Down in the polls and facing the risk of oblivion, New Zealand First has had a very busy Friday. Justin Giovannetti looks at the start of an NZ First electoral strategy focused on being tough.
There’s no surer sign that it’s election time than the blitz of news coming out of New Zealand First.
With 99 days to go to the election, the party announced a bill that would require police to immediately remove any future iwi checkpoints. An email from the party torpedoing Labour’s light rail plans in Auckland was made public. And finally (catch your breath), leader Winston Peters let rip, expressing “disgust” at a “wave of wokeism” following the removal of a colonial statue in Hamilton.
A number of recent polls show NZ First is in trouble and will struggle to enter parliament unless it can quickly turn things around.
Earlier this week the party’s leader and main lieutenant Shane Jones were in Northland making a number of funding announcements as government ministers. Jones had just announced he would be running for the Northland electorate – where victory could be a lifeline for the party should it fall under the 5% threshold. On Friday, NZ First decided to remind supporters how they much differ from Labour.
At the end of next week the government will be entering caretaker mode. With governing about to be put on pause, any legislation introduced in the coming days has little chance of becoming a law. Instead, it’s all about firing up the party base and creating publicity before voting begins in the weeks before September 19.
Darroch Ball, a list MP who sits at the back corner of NZ First’s block in parliament, will be tabling a member’s bill that would modify existing law and force police to remove the type of roadblocks that appeared during the Covid-19 crisis. Many of the checkpoints were manned by Māori groups concerned about the damage the virus could do in communities with restricted access to health care.
In a statement, Ball said the bill would protect the right to movement from “the whims of certain groups who think they know better than everyone else”. As a member’s bill, it doesn’t necessary reflect the government’s view, but member’s bills are rarely introduced without the consent of party leaders.
The construction of a light rail system in Auckland is one of the signature promises from Jacinda Ardern. The project is troubled, with no sign from the government on when construction will begin, what it’ll look like and who will build it.
RNZ reported this morning that Peters sent an email to transport minister Phil Twyford in February in which he said the government’s coalition partner wouldn’t back a proposal to build light rail from the city centre to the airport.
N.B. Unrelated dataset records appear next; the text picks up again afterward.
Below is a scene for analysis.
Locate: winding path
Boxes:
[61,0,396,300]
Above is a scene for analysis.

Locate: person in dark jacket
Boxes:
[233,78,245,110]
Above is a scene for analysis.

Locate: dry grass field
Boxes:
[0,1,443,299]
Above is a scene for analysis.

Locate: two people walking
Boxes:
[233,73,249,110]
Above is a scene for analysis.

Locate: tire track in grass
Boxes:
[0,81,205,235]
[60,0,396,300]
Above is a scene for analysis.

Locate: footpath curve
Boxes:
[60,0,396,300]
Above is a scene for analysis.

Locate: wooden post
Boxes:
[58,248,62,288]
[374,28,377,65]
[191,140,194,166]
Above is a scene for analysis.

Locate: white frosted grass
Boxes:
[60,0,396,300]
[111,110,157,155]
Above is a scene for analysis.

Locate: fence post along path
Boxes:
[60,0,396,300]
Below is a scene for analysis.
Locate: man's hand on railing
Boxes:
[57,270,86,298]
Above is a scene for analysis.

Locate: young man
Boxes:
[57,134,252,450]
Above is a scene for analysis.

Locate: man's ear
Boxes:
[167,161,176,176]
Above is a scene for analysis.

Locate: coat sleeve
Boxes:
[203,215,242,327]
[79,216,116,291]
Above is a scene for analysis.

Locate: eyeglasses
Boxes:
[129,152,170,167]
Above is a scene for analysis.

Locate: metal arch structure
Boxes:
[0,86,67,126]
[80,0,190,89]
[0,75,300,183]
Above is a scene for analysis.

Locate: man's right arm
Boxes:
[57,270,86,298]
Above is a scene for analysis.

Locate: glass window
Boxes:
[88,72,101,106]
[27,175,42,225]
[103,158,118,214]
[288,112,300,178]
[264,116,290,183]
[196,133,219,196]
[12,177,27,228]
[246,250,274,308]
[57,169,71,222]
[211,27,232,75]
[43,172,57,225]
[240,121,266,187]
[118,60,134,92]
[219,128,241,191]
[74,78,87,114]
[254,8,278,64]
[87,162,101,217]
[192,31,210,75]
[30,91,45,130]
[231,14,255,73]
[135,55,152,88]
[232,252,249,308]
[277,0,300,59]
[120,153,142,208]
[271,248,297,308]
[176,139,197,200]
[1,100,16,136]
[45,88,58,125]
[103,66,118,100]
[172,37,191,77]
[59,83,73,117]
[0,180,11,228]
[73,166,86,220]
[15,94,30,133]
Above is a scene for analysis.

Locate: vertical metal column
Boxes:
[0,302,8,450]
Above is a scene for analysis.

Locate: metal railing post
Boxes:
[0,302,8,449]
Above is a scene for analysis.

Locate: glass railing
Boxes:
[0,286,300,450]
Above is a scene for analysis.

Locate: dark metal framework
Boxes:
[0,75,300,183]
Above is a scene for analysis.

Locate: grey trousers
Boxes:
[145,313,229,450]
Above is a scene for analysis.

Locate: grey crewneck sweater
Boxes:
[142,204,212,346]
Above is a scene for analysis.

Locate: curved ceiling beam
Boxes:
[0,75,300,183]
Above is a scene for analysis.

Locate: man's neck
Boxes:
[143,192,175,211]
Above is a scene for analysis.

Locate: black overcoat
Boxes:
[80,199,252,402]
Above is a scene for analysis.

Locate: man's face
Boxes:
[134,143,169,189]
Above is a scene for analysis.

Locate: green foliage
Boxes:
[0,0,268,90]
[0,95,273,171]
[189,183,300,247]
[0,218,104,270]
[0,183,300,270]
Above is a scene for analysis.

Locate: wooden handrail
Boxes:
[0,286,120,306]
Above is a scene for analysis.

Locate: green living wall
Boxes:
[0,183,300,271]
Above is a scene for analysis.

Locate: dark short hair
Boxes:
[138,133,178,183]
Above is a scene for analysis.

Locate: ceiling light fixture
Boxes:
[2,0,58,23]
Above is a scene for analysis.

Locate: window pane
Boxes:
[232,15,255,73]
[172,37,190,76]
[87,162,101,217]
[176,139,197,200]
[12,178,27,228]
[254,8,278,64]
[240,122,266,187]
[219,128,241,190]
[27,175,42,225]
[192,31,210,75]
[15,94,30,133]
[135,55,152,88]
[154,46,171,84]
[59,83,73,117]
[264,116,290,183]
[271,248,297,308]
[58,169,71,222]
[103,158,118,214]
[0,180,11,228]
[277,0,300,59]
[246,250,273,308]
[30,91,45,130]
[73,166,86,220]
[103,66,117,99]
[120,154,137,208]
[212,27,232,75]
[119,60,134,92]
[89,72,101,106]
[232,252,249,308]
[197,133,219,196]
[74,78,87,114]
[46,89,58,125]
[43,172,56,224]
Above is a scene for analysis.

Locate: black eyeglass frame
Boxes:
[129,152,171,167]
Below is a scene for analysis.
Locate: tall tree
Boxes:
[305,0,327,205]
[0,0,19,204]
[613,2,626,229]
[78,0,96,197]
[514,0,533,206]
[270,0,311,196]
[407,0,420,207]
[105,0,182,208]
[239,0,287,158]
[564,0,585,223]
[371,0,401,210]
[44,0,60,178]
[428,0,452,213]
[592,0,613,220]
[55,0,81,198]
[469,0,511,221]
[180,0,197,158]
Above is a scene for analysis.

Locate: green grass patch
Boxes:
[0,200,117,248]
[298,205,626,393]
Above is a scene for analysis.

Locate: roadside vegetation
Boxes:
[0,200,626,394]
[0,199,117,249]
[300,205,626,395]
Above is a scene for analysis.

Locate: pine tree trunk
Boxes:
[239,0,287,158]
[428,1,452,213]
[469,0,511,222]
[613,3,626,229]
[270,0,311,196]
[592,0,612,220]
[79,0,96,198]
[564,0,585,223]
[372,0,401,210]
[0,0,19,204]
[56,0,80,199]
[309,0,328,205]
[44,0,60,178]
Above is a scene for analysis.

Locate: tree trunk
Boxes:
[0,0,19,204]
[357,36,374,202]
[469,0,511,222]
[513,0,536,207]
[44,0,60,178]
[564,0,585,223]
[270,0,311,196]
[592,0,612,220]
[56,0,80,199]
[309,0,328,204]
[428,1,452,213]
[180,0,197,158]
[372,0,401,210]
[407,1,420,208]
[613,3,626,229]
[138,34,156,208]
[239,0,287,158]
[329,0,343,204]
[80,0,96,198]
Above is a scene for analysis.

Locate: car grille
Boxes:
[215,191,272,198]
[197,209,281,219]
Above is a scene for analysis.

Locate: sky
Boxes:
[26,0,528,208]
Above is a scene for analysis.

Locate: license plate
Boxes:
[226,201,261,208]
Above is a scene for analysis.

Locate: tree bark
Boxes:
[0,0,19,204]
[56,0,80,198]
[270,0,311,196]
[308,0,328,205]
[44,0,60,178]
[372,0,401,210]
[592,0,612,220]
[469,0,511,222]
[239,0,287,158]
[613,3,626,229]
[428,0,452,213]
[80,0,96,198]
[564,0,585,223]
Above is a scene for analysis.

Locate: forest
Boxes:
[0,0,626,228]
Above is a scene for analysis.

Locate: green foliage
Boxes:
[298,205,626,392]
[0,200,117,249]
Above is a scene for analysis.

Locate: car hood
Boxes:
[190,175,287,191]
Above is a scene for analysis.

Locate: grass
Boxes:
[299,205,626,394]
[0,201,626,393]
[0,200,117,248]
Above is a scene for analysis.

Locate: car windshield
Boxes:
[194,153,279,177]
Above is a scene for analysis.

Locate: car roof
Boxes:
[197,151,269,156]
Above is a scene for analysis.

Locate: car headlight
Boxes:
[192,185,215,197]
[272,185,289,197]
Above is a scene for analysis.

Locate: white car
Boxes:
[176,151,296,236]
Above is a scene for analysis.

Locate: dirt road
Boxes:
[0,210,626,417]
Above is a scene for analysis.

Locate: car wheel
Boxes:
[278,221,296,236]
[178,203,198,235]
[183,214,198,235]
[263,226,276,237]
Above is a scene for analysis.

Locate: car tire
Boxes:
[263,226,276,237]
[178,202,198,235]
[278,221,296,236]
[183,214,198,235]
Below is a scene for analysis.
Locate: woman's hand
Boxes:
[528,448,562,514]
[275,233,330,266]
While Twyford’s office confirmed it received the message, it declined to provide the email’s content.
RNZ reported that it was “understood” that Peters wrote in the email that he was unhappy with the cost and scale of the proposal, as well as the involvement of a large Canadian pension fund. The fund would be part of the financing, construction and possible running of the system.
The first part of the light rail system was supposed to be constructed by next year. The government has only publicly commented that negotiations are ongoing.
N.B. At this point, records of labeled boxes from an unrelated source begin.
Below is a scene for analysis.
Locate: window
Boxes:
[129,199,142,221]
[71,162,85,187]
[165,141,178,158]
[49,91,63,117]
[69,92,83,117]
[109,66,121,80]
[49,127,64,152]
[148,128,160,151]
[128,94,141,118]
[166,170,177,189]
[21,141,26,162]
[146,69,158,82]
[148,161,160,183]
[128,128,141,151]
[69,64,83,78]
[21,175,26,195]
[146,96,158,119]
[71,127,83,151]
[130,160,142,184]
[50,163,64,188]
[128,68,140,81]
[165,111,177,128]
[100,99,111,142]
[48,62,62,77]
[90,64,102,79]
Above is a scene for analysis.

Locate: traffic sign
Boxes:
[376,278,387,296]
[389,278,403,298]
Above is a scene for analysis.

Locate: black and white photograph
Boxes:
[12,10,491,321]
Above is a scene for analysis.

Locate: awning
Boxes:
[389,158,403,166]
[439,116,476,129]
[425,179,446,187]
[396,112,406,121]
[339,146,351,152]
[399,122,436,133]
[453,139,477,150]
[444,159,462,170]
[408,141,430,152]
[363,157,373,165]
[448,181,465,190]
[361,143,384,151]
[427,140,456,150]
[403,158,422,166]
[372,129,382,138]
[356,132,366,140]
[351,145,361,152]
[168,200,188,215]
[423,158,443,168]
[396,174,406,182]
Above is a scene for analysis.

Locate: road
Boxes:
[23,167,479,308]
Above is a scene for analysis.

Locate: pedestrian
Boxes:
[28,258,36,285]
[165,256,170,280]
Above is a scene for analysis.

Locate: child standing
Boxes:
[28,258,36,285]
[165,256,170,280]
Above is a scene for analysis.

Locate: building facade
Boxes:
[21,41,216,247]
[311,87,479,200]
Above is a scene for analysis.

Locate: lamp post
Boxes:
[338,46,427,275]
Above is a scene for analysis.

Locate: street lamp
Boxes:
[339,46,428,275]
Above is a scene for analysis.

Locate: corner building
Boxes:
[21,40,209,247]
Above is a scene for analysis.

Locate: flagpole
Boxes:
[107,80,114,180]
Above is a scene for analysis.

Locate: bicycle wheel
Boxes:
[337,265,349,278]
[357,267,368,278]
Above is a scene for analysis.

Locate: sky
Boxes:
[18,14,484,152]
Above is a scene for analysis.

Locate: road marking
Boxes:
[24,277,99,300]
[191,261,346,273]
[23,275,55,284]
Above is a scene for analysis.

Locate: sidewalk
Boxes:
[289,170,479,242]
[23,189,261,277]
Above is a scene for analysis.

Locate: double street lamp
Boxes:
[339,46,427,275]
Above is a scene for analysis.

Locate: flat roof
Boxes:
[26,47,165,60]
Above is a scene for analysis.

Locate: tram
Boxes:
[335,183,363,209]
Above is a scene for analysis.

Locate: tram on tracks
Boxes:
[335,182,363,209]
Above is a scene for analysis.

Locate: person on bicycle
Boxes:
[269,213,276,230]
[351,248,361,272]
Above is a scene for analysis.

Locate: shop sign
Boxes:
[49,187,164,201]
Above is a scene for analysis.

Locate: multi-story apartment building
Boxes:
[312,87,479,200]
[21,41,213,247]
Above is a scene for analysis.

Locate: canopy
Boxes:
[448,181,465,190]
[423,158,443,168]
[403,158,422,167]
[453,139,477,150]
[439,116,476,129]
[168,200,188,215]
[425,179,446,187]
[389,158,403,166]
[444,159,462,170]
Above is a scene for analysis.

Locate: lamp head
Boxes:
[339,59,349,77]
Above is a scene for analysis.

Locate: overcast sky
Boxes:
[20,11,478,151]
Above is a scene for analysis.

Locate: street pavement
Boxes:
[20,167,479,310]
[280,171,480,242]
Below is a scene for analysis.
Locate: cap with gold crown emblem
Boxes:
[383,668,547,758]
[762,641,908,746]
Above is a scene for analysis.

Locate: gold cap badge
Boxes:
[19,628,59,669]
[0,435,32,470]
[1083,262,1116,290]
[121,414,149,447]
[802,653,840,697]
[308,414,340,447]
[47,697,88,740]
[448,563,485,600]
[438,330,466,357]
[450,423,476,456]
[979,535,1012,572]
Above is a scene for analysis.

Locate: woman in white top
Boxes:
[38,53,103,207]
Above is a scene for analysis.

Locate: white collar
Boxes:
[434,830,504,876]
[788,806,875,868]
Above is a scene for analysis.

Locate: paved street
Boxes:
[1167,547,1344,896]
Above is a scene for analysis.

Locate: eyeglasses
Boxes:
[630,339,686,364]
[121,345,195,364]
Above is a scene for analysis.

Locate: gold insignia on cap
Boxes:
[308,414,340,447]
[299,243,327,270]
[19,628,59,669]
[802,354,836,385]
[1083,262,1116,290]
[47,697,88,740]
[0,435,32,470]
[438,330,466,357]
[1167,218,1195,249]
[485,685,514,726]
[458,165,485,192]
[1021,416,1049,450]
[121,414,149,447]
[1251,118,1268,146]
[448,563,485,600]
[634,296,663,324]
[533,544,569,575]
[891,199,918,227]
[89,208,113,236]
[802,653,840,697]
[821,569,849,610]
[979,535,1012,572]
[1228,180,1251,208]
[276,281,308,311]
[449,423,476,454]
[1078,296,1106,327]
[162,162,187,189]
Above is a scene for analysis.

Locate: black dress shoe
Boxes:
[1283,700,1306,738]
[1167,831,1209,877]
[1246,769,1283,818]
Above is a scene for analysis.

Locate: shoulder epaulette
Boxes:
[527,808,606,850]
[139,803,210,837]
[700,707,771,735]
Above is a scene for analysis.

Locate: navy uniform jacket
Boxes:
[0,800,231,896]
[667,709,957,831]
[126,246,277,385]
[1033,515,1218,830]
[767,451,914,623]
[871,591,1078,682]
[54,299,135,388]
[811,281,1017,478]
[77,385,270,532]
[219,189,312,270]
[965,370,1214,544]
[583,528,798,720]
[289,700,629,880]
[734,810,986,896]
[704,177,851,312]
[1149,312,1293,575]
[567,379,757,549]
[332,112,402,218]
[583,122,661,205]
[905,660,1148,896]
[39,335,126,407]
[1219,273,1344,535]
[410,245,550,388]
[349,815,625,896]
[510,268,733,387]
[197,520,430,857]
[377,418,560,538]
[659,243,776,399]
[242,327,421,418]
The sight of a crane winching the statue of Captain John Hamilton out of the eponymous city’s main square was met by cheers locally on Friday but led to a blast of outrage from Peters later in the day. “Why do some woke New Zealanders feel the need to mimic mindless actions imported from overseas,” said Peters in a statement.
He added that a self-confident, mature country doesn’t tear down its symbols and cautioned that cenotaphs could follow, along with bulldozers into the side of any school that once used the strap. Finally, Peters warned that Wellington’s bronze statue of Gandhi might go for a swim in the harbour.
Hamilton’s statue was pulled down as part of a wave of similar actions around the world, including in the US and UK. The removals are part of ongoing protests against police brutality that have expanded into a movement against racism and historic oppression.
Peters also said calls to remove statues of Captain Cook are “disgraceful”. In a wink to his party’s base delivered with the subtlety of an atom bomb, he said that New Zealand’s woke generation needs to “deal with it, grow up and read a book”.
With less than three months until voting begins, today brought a taste of the rhetoric to come.